It was with great sadness that I witnessed the departure of our double bed from this room from where now, at 4.32 am, I start to tap this out on an iPad.
There would be few who can't appreciate the significance of being forced to swap from a place shared with a loved one, a lover, to a single bed, especially one that seems composed of bars and is overlooked by what appears remarkably like the gallows. But its time has well and truly come, and I've been using it for a few weeks now.
In my mind, as this bed was parked in the corner of the room patiently waiting for its time to come, I always thought of it as my death bed. As it turns out, it is probably unlikely to be, but in a way, I hope it is. That's another story.
So here it sits, in the middle of the room, with me in it. Tracey has thought out the best possible arrangement of items around it with great care. She's made the bed feel like something you find in a bedroom and not a hospital ward. The ancient treadle Singer sewing machine bench, so evocative of ours as children, has a cloth over it, and essential items are within arm's reach.
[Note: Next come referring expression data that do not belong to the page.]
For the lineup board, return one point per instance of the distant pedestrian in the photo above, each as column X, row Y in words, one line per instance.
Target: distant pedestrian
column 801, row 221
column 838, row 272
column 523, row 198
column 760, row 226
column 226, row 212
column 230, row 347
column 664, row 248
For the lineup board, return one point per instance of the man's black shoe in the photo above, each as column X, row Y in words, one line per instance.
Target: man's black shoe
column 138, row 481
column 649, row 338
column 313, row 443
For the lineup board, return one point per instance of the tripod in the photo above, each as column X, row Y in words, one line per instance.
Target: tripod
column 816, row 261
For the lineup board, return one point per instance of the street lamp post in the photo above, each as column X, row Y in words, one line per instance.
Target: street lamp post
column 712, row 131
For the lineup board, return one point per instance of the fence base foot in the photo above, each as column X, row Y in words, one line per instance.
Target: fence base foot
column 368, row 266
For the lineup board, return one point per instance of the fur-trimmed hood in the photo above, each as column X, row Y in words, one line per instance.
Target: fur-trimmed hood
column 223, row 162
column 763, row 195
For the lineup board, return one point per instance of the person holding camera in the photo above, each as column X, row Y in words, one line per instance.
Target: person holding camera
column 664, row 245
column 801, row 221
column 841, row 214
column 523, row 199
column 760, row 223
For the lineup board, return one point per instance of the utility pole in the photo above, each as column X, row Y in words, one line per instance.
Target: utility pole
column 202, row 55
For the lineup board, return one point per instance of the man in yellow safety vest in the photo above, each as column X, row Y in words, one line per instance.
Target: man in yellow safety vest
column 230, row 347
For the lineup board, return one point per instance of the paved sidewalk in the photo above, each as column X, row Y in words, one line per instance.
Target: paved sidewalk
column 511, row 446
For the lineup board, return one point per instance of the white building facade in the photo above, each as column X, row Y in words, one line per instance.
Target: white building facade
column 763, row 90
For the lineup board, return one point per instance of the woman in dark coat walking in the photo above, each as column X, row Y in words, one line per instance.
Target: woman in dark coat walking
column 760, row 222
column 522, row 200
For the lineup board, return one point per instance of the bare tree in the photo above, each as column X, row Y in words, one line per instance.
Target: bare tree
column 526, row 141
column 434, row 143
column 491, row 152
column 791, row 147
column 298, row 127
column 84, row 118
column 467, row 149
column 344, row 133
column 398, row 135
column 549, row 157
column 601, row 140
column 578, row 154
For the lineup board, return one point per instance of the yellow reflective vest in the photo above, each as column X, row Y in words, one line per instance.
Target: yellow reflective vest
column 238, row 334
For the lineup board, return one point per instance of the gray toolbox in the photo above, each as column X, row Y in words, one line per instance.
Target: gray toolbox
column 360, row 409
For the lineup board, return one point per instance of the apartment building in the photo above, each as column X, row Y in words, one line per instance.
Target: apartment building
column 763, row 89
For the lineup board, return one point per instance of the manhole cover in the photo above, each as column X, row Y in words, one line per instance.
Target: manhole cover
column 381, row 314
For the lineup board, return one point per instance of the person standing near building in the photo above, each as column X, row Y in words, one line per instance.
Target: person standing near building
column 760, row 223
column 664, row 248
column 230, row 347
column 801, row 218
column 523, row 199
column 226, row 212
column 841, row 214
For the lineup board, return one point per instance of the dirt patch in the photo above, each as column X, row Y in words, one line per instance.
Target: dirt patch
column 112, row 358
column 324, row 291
Only my left hand is capable of picking things up with any confidence on my part, and even that is a tricky operation. My movement is now ever more limited, so I can reach only so far without enormous effort, involving the bed pole above me gripped by my right hand, which still takes one type of strength, and the bed bar to which my left hand clings.
In other words, critical things must be within what seems easy reach – to you maybe. The width of a fingernail can mean the difference between what I can reach and what I can't.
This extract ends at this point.